Além da Light, a Coelce, no Ceará, também está adquirindo a energia da Central Geradora Termelétrica Fortaleza (CGTF), do mesmo grupo controlador, por R$ 153,98 o MW/h, deixando de adquirir a energia oferecida pela estatal Chesf a R$ 54,70 o MW/h.
E não para por aí, o consumidor gaúcho também está mais onerado, pelos mesmo motivos. A AES Sul está comprando energia da térmica de Uruguaiana, do seu grupo controlador, por R$ 111 o MW/h. Em troca, deixou de comprar energia da Tractebel por R$ 72,38 o MW/h.

“Este é um grande problema porque, além de fazer o consumidor pagar pelo custo maior dessa energia, representa também graves prejuízos para as geradoras. Isso é um risco para os futuros investimentos”, afirmou Renato Queiróz, secretário executivo da Ilumina.
Para se ter uma idéia das consequências desse absurdo, só com Furnas já foram descontratados até agora cerca de 1.600 MW. Estima-se que a estatal deverá ter em 2004 um prejuízo de R$ 2,2 bilhões em função da sobra de energia. Para o próximo ano, com a liberação para que as empresas contratem até 50% da energia de suas próprias geradoras, a previsão é de Furnas tenha um excedente ainda maior de energia, em torno de 1.800 MW que não serão vendidos.

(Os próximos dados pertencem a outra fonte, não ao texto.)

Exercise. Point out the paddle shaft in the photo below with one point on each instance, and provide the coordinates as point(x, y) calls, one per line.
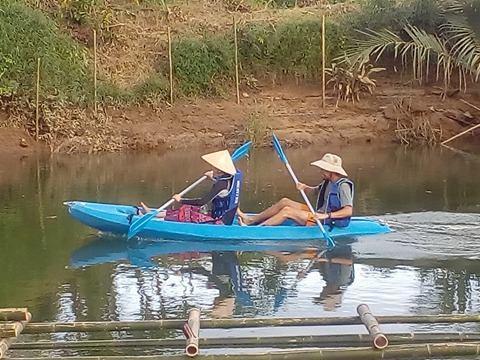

O secretário-executivo do Ministério de Minas e Energia, Maurício Tolmasquim, explica que, no modelo do setor que está sendo proposto pelo Ministério de Minas e Energia, essas políticas não serão mais permitidas. Segundo ele, todas as novas concessões serão feitas por meio de leilão - assim, ganhará quem oferecer a menor tarifa.

REVISÃO DO REAJUSTE

O instituto de Defesa do Consumido (Idec) enviará documento ao presidente Lula, à Aneel, ao Ministério das Minas e Energia, ao Ministério da Fazenda e à Secretaria de Defesa Econômica, exigindo explicações e pedindo que o reajuste seja revisto. Será exigido também que as empresas distribuidoras de energia sejam impedidas de repassar aos consumidores os custos de energia adquirida acima do preço médio de mercado. O Idec deverá encaminhar também uma Representação ao Ministério Público.